Ballots go out by mail on Wednesday, April 27, and they are due back by 8 p.m. Tuesday, May 17.

At the state level, the governor’s race is grabbing most of the attention. Democrats and Republicans across the state will be deciding who they pick to run in the November general election.

Among the 15 Democratic candidates, two have drawn most of the attention: former House Speaker Tina Kotek and state Treasurer Tobias Read.

Democrats make up just 14% of the voter roster in Malheur County, according to the most recent voter registration data. They number 2,437, down by 27 from 2020.

Republicans get to pick from 19 candidates, including one who is a neighbor to Malheur County – Baker City Mayor Kerry McQuisten.

In Malheur County, Republicans make up 36% of the electorate, with 6,334 registered to vote. That’s up by 230 from two years ago.

Locally, only two races have competing candidates.

The election for Malheur County judge – the full-time member of the county commission – is nonpartisan so all of the county’s 17,747 voters can help decide.

The candidates are Dan Joyce, the incumbent, and Tom Vialpando, currently Vale mayor.

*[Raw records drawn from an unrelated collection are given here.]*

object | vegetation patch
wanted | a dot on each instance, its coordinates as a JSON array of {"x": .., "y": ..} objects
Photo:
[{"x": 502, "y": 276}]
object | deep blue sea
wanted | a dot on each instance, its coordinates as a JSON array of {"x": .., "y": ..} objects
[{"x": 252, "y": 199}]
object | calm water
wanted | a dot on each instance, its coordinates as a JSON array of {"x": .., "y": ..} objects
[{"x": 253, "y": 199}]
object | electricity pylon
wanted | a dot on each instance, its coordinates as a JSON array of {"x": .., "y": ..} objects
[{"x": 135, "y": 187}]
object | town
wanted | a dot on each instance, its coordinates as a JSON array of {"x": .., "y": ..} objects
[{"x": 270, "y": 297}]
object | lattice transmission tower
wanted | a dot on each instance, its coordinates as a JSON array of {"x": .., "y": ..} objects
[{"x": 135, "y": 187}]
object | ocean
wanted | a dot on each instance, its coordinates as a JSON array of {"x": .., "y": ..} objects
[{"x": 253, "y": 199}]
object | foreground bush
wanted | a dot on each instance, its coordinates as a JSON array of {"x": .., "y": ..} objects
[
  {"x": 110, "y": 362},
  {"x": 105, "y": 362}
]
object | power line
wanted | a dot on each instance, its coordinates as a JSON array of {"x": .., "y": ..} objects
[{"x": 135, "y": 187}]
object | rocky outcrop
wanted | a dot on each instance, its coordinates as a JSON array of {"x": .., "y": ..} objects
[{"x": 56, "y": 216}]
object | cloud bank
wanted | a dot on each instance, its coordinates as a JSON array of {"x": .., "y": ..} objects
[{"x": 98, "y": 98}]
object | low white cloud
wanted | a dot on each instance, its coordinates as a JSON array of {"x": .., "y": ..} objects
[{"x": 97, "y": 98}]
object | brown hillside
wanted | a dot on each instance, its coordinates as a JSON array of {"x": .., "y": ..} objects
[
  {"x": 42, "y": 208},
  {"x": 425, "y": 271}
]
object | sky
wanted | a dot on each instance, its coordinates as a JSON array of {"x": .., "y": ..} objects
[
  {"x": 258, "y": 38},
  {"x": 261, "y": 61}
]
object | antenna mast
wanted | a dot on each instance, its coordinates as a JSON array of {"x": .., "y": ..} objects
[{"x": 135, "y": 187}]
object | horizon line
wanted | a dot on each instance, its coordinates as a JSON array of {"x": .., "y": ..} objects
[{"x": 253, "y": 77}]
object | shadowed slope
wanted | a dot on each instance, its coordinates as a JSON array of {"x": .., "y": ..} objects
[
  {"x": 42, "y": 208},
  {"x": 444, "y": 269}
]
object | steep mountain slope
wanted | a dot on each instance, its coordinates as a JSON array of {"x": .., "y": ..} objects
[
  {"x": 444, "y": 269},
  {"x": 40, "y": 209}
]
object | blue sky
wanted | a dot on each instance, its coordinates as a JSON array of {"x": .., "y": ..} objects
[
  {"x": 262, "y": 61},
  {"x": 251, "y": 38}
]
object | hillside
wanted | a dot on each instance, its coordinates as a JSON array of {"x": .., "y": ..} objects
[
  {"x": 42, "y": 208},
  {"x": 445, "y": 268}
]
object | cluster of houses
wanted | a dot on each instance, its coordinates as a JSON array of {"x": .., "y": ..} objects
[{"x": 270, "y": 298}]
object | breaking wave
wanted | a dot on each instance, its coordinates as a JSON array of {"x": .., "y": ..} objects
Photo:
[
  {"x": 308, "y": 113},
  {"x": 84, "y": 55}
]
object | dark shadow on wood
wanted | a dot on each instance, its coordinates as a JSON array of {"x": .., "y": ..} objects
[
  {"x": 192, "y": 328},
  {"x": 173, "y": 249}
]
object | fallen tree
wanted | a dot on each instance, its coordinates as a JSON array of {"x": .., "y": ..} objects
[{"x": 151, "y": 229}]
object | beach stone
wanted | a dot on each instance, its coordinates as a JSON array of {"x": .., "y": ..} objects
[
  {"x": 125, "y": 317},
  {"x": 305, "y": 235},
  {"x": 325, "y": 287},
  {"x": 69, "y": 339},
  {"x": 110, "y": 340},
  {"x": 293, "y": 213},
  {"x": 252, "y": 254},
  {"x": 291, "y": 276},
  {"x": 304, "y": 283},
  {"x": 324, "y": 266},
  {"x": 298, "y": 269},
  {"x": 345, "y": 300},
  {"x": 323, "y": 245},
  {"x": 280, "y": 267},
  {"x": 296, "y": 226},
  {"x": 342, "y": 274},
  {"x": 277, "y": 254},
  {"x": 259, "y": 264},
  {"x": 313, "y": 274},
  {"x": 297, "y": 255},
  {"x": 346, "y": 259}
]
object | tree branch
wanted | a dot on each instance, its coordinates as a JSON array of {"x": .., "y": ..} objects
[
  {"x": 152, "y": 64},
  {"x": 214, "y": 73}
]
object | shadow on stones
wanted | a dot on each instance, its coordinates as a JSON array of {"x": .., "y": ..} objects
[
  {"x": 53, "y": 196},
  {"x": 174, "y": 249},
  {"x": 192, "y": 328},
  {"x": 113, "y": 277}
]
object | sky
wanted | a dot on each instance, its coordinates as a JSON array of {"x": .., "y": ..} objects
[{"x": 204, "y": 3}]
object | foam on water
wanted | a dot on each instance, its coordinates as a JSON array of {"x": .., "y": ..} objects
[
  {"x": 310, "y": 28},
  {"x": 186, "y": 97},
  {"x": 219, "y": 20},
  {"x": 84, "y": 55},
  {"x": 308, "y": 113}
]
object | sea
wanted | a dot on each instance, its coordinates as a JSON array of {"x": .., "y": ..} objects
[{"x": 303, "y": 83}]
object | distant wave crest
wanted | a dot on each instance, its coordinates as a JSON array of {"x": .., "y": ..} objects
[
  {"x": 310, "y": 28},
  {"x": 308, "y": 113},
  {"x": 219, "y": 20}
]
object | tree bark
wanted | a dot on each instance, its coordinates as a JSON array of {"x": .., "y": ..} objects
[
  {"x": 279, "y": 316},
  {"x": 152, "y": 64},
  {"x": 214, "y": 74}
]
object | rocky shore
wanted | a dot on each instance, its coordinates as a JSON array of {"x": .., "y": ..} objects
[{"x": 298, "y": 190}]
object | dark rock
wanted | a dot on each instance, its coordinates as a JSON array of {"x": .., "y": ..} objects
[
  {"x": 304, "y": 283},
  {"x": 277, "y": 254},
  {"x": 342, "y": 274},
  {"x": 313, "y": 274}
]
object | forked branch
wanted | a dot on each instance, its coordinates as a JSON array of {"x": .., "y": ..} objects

Voters also will decide on one Malheur County commissioner race. Competing are Don Hodge, the incumbent, and Jim Mendiola, taking his second run at a county commission seat.

They are both Republicans and no Democrat filed.

That means the county’s Republican voters alone will decide this race because Oregon has a closed primary. Only those registered to vote in a particular party can cast a ballot in a primary election involving their party.

For the county commission seat, the majority of Malheur County voters won’t have a real say. The winner of the primary will appear on the November ballot, but won’t have an opponent. Write-in votes are usually a fraction of the overall vote.

The biggest block of voters in the county – nonaffiliated voters – don’t get to vote in the Hodge-Mendiola race. The deadline to change party registration was Tuesday, April 26.

In Malheur County, nonaffiliated voters, who number 8,137, make up 46% of the electorate.

County records show 845 voters are affiliated with other parties such as Libertarian, Independent and Pacific Green.

Voters can return their ballots by mail, or by 8 p.m. on Election Day to the county clerk’s office in Vale or into ballot drop boxes that are available around the clock.

Ballot boxes are located at:

• The county courthouse in the rear parking lot.

• Ontario Community Library, 388 S.W. 2nd Ave., Ontario.

• Nyssa City Library, 319 Main St., Nyssa.

• Jordan Valley, in a lot across from the local post office.

New this year, ballots postmarked by Election Day will count. Previously, mailed ballots had to be received by the clerk’s office by 8 p.m. on Election Day.

A change in state law allows elections officials to count ballots they receive for up to a week after the election – but only if they are postmarked no later than Election Day.

Trotter advised against mailing on Election Day itself.

“Putting it in your mailbox at home or a blue USPS collection box on Election Day will not guarantee that day’s postmark,” she said.

Trotter said election results will be reported starting at 9 p.m. Election Day on her agency’s website.